И невозможное возможно. Маленькие повести и рассказы
Двойственность положения угнетала. Но ни минуты не пожалел о том, что произошло с ним в Париже.
Представлял, какой пресной была бы его жизнь, не появись в ней Жозефина. Возвращаться в ту жизнь он уже не хотел.
После парижской командировки Петр Иванович изменился. Похудел, движения стали живыми, порывистыми, глаза лучились. Стал регулярно посещать тренажерный зал, не ленился. Даже устроился на подработку в соседний отдел, с удовольствием занимался там делами, которыми раньше пренебрегал, считал их противными и скучными.
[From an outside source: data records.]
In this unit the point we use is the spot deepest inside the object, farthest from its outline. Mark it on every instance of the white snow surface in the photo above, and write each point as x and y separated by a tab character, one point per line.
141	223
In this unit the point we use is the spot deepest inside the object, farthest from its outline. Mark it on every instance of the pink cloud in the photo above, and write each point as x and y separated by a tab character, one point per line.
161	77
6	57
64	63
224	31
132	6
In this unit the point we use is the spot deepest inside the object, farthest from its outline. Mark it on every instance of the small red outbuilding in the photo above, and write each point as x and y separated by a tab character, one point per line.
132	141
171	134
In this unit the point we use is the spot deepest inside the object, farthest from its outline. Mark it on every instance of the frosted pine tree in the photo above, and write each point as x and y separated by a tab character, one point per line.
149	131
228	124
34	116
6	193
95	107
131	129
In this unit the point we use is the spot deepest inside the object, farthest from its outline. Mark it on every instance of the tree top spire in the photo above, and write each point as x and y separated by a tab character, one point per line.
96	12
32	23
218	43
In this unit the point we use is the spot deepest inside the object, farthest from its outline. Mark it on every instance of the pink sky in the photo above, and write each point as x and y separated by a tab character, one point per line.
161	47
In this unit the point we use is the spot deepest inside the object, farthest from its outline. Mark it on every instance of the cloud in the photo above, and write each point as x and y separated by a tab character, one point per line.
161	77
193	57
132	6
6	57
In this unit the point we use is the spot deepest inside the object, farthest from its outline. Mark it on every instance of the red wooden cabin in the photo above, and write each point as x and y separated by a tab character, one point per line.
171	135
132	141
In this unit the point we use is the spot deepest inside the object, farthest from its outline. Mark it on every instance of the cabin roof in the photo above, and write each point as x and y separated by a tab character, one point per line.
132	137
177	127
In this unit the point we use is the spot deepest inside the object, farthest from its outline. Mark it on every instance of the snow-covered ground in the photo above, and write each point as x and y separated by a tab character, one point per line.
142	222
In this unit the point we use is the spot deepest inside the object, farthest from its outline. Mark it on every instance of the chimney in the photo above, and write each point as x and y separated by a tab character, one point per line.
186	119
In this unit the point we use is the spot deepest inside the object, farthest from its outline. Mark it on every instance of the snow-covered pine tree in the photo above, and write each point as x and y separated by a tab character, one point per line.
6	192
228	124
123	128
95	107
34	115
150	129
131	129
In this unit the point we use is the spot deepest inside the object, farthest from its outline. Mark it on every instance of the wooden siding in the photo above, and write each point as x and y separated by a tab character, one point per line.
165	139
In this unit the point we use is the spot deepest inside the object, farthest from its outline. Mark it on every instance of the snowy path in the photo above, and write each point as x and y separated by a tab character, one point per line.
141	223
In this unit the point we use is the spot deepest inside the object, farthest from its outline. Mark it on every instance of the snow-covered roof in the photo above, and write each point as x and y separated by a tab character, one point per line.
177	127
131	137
С Жозефиной общался часто. Они звонили друг другу, писали, виделись по скайпу – у него на работе. В Париж он вырывался каждые три месяца. Задыхался от любви и жалости, расставаясь с ней.
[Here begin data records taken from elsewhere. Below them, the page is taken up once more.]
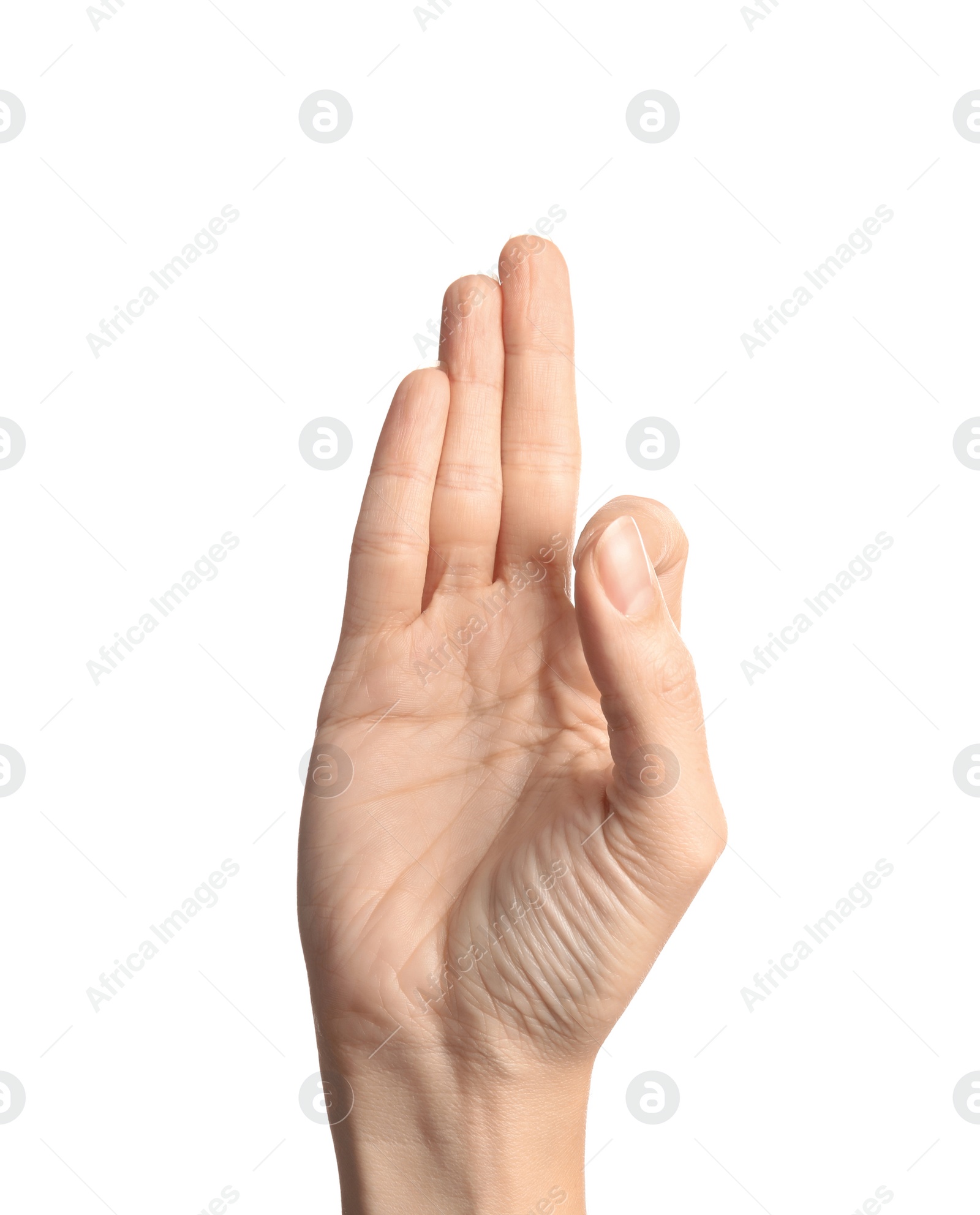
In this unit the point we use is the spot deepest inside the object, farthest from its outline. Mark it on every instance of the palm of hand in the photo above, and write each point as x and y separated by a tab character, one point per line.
489	876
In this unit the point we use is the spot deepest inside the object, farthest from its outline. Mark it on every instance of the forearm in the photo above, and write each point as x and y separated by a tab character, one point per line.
427	1134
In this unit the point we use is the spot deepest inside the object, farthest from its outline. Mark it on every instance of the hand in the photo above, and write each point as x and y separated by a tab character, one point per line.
532	807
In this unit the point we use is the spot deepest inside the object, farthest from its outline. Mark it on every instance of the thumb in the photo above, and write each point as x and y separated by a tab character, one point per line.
660	789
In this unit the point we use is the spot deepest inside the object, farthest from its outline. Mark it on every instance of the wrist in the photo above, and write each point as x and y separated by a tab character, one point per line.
422	1130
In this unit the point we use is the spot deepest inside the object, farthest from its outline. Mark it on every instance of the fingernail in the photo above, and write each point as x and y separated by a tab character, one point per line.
623	566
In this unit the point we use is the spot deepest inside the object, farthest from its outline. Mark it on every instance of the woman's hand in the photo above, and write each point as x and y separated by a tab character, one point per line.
510	803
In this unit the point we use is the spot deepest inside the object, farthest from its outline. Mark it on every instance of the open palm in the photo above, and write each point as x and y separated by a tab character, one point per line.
510	803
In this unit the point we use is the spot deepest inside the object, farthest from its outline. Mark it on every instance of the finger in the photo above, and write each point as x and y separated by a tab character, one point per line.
540	451
663	538
662	795
466	501
391	547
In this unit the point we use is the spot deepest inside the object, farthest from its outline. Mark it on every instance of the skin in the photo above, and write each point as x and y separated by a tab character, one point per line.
482	901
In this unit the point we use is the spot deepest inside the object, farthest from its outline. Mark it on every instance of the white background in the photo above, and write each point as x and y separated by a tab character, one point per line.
793	461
Но ни разу у него не возникла мысль оставить семью! Ни разу.
А Мария Федоровна, заметив несвойственное мужу нетерпение, волнение перед командировкой в Париж, придирчивое разглядывание себя в зеркале, почувствовала, что он изменился, отдаляется от нее. Призадумалась. Память услужливо подсказала некоторые детали его поведения. Другая женщина? Встревожилась. Потом заставила себя не думать об этом. Ревность на склоне лет – унизительна. Она знала, что Петя верен был ей всю супружескую жизнь. Он слишком привязан к ней, к семье, к детям. Серьезен и благороден. Вспомнила, как не раз с брезгливостью и презрением делился с ней о коллегах, позволявших себе связи на стороне. Но сомнение зацепило за душу, ранило, и давало знать о себе обмиранием сердца, повышением давления. Эта заноза жила теперь в ней. Мария Федоровна внутри вся сжалась, но вида не подавала.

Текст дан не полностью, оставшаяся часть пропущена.